Village landlord Elyse Kane never thought she and her husband would be denied flood assistance from the state.
But they recently had a state assessor visit their property at 218 Church St. in Herkimer — a home split into three apartments that sustained almost $9,000 in flood damage earlier this summer. They were informed that because they don't live at the property, they can't get help.
"It just doesn't seem fair that they would cover other homeowners and other businesses, and we would be cut out," Kane said. "It just sounds like a loophole."
In July, the state designated $4 million in flood assistance in the form of grants for residents, business owners and farmers. Homeowners could be eligible for up to $31,900 in assistance, and small-business owners and farmers or farm operations could be eligible for up to $50,000.
Now, some area landlords are finding out they don't qualify.
"Landlords can be eligible under specific conditions, and those conditions include the landlord residing in the primary residence where other units are rented out," said Peter Cutler, deputy commissioner for public affairs at the state Division of Homeland Security and Emergency Services.
He said the same guidelines were used as those stipulated through the Federal Emergency Management Agency.
Caitlin Ostomel, the external affairs officer for FEMA, confirmed that if federal assistance had been designated, landlords who didn't live on the property likely wouldn't have been eligible.
Cutler said the number of landlords who applied for aid as well as how many actually were eligible were not available.
New Hartford resident Paul Miscione said seven buildings he rents out in Herkimer sustained damage with an estimated cost of about $90,000.
He said he waited in line at an application center set up at Herkimer County Community College for three hours to apply for aid that he now has learned he's not eligible for.
"It's just frustrating," he said. "The plan that they came together with, they should have had it up front who was eligible. I could have made other arrangements to start working on furnaces and other things."
'That's my business'
What Miscione and Kane don't understand is why they aren't considered small businesses.
"We pay our income taxes as it is a small business," Kane said. "I thought we would fall under that category."
"I'm a small business, and that's my business," Miscione said of the 35 properties he rents out. "I've been doing it for 12 years."
Cutler said there was a distinction made between a landlord with real property and a business function on a main street of a community.
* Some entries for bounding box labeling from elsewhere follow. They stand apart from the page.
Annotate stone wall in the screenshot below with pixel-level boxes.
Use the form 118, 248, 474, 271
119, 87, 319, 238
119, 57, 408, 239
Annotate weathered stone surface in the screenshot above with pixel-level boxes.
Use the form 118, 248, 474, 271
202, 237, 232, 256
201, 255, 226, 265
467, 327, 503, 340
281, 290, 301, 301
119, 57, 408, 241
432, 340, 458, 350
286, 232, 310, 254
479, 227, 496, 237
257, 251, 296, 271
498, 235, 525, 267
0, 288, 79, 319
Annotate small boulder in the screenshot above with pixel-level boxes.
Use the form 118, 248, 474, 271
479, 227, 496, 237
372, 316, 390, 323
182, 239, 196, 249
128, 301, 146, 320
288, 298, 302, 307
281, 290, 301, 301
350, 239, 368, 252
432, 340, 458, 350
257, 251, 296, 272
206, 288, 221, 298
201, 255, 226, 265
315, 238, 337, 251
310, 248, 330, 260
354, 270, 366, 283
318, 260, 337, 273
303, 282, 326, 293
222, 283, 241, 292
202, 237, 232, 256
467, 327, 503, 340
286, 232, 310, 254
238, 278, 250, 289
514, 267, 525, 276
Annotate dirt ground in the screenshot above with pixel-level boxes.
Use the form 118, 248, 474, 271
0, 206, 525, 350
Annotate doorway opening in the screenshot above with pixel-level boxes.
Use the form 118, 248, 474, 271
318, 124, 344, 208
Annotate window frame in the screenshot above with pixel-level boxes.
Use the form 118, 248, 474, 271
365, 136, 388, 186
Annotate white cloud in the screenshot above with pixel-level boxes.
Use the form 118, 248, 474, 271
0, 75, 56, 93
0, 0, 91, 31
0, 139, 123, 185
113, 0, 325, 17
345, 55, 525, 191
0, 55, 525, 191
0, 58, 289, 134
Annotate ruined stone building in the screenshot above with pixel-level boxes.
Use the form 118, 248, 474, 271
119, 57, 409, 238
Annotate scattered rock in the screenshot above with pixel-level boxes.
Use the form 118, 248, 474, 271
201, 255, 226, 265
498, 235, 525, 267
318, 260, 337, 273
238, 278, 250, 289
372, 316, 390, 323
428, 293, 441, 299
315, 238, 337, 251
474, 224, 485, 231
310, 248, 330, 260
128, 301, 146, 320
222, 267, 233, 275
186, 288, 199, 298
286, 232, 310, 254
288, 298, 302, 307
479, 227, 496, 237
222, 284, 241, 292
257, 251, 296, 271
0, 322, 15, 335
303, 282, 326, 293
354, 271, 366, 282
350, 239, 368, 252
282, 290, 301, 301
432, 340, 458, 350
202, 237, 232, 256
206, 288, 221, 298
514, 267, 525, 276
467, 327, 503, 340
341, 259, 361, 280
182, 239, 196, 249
Meanwhile, Cutler said state assistance to small businesses would cover loss of inventory, exterior or interior repairs and replacement of permanent fixtures and equipment.
Page 2 of 2 - FEMA officials said federal assistance isn't provided to businesses.
While it might not be a grant, there might be some assistance available for landlords.
A declaration was made recently by the U.S. Small Business Association that offers low-interest loans to businesses and homeowners looking to replace damaged or destroyed real estate. The designation covers Herkimer, Madison, Montgomery and Oneida counties as well as adjacent counties.
Kane said she might apply for the low-interest loan, but she's also going to try and persuade local officials to get the qualifications changed.
"I'm going to continue to try and email our assemblyman and mayor — whoever we can on our side — to try and change their minds," she said.
State Assemblywoman Claudia Tenney, R-New Hartford, said she's aware of the concern some landlords who weren't required to have flood insurance have.
"It's not such a bright, clear line who is going to get reimbursed and who's not," she said. "I'm working on trying to find another funding stream so we can divert some of that money to people who need it."
Small-business loan information
Low-interest loans are available through the U.S. Small Business Administration to businesses, homeowners and nonprofit organizations affected by the recent floods.
The declaration covers Herkimer, Madison, Montgomery and Oneida counties, as well as counties adjacent to them.
Homeowners looking to replace damaged or destroyed real estate can apply for up to $200,000, and homeowners looking to repair or replace damaged or destroyed personal property can apply for up to $40,000, a news release stated.
Businesses and nonprofit organizations of any size can borrow up to $2 million to repair or replace damaged or destroyed real estate, machinery and equipment, inventory, and other business assets, the release stated.